An introduction to Apache Airflow
Apache Airflow is an open source tool for programmatically authoring, scheduling, and monitoring data pipelines. Every month, millions of new and returning users download Airflow and it has a large, active open source community. The core principle of Airflow is to define data pipelines as code, allowing for dynamic and scalable workflows.
This guide offers an introduction to Apache Airflow and its core concepts. You'll learn about:
- The history of Apache Airflow.
- Why you should use Airflow.
- Common use cases for Airflow.
- How to run Airflow.
- Important Airflow concepts.
- Where to find resources to learn more about Airflow.
There are multiple resources for learning about this topic. See also:
- Hands-on tutorial: Get started with Apache Airflow.
- Astronomer Academy: Introduction to Orchestration and Airflow.
- Webinar: Airflow 101: How to get started writing data pipelines with Apache Airflow.
Assumed knowledge
To get the most out of this guide, you should have an understanding of:
- Basic Python. See the Python Documentation.
Airflow history
Over the past ten years, Airflow grew to be the open source standard for data orchestration:
- 2015: Airflow started as an open source project at Airbnb. In 2015, Airbnb was growing rapidly and struggling to manage the vast quantities of internal data it generated every day. To satisfy the need for a robust scheduling tool, Maxime Beauchemin created Airflow to allow Airbnb to quickly author, iterate, and monitor batch data pipelines.
- 2016: Airflow officially joined the Apache Foundation Incubator.
- 2019: Airflow graduated as a top-level Apache project.
- 2020: Airflow 2.0 was released, bringing with it major upgrades and powerful new features.
- 2020-present: Adoption of Airflow continues to accelerate as the community grows stronger. Consistent releases add new features and improvements.

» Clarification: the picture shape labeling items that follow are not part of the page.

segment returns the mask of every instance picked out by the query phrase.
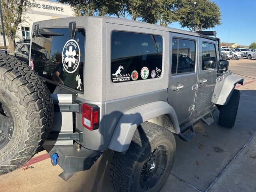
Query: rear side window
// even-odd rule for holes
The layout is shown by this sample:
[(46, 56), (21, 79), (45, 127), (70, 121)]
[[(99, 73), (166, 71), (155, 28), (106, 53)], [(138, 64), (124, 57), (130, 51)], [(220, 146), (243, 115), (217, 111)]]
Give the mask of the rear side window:
[(34, 70), (50, 82), (83, 92), (85, 30), (77, 29), (74, 38), (68, 28), (40, 29), (32, 40)]
[(16, 48), (15, 49), (16, 51), (20, 51), (20, 47), (21, 46), (21, 45), (18, 45), (16, 47)]
[(172, 73), (195, 71), (196, 44), (192, 40), (173, 38)]
[[(217, 62), (215, 45), (204, 42), (202, 43), (202, 70), (215, 69)], [(226, 49), (224, 49), (226, 50)]]
[(111, 36), (111, 80), (115, 83), (162, 75), (161, 36), (114, 31)]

Airflow has come a long way since Maxime's first commit. As of March 2024, Airflow has over 2,800 contributors, 23,300 commits and 33,700 stars on GitHub.
Why use Airflow
Apache Airflow is a platform for programmatically authoring, scheduling, and monitoring workflows. It is especially useful for creating and orchestrating complex data pipelines.
Data orchestration sits at the heart of any modern data stack and provides elaborate automation of data pipelines. With orchestration, actions in your data pipeline become aware of each other and your data team has a central location to monitor, edit, and troubleshoot their workflows.
Airflow provides many benefits, including:
- Tool agnosticism: Airflow can connect to any application in your data ecosystem that allows connections through an API. Prebuilt operators exist to connect to many common data tools.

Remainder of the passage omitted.